Cloud-based technology will increasingly move centre stage in 2014, allowing producers and creatives to save time and money. We look at how the cloud is expected to impact production in 2014

Cloud pluses
In 2014, media companies in film, television and advertising will continue to adopt cloud solutions to make their businesses more efficient and productive. 
That’s the view of Sohonet’s director of product management Ben Dair. “People are not just talking about the cloud, they are embracing it – from vfx company Milk, to Clear Cast and Factory to mention a few,” he says.
The principle attraction of the cloud remains its ability to access storage as a service at a low cost. The alternative is the traditional capital expenditure route of spending huge amounts in one go on storage infrastructure which you own and manage yourself.
The growing use of the cloud is part of a general trend away from owning technology to renting it, using networks that are managed by somebody else. So far, whilst the cloud has had a huge impact in data management there has been less penetration in the broadcast media and entertainment market.
Nativ’s ceo Jon Folland says that part of the problem is that public cloud networks were built with data and email in mind rather than video.
“Compared to other industries when you look upstream to production and post you are talking about moving very large files, which public cloud networks were not designed to do.”

“While lots of cloud services like Zencoda and Amazon look low cost, the problem is that they are islands of functionality,” says Folland. “It’s hard to take parts of a business process and put them in the cloud because of the cost of getting them there and the cost of retrieving them.”
It only works financially if you host everything in the cloud, suggests Folland. But doing this exposes your business to other risks, such as a lack of transparency over costs, which continues to discourage media users. “Media businesses like the fact that the cloud doesn’t involve much cap ex, but the downside is you don’t know your future costs.”
“These can vary because the cloud is a utility – like a power company – and the people who use it and may grow to rely on it are unable to control how much it will cost in the future.”
This is a state of affairs which any self-respecting finance director instinctively doesn’t like, says Folland. “FDs don’t want spiky costs.”

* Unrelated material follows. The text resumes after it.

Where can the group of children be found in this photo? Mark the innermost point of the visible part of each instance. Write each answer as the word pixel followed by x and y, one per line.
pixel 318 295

Plus there’s the humungous issue of reliability and security when using cloud-based environments.
These have been thrown into sharp relief by events this year such as the rising tide of public concern over phone hacking and data security.
The big issue for the cloud in 2014 is whether content owners will be happy to host business critical activities there? In 2013 the answer has largely been no.
For Aframe’s David Peto a greater understanding of the cloud on the part of broadcast customers would be a big step forward. All clouds are not equal, he stresses. “The story of the Night Before Christmas provides a cautionary tale for those considering using generalist cloud providers to run their video workflow. When Amazon US went down on Christmas Eve 2012, it took Netflix with it – forcing it off the air for two days. That was expensive.”

Signiant’s European md Greg Hoskin predicts that in 2014 we’ll see more discussion of the nuances of public versus private versus hybrid cloud approaches.
“There will continue to be plenty of examination of ‘cloud washed’ versus ‘cloud formed’ approaches,” says Hoskin, whose company offers Media Shuttle, a cloud-based distribution service for media.
Its USP is it allows companies to keep their content on their own networks. “The cloud’s notable benefit of allowing anywhere, anytime access is often made unreliable when cloud solutions are entirely hosted in the cloud – when the cloud goes down, so does the business,” says Hoskin.
“However the hybrid SaaS (software as a service) model now being adopted more widely allows the broadcaster/production company or post house to keep full control over their data using an on-site resource to store the content in their preferred location. On top of this, a simple cloud delivered control layer gives them full management and visibility over users and permissions.”
In 2014 the best we can hope for is for the confusion about cloud-based technology to give way to a better understanding of different types of cloud services and the ends to which they are best suited.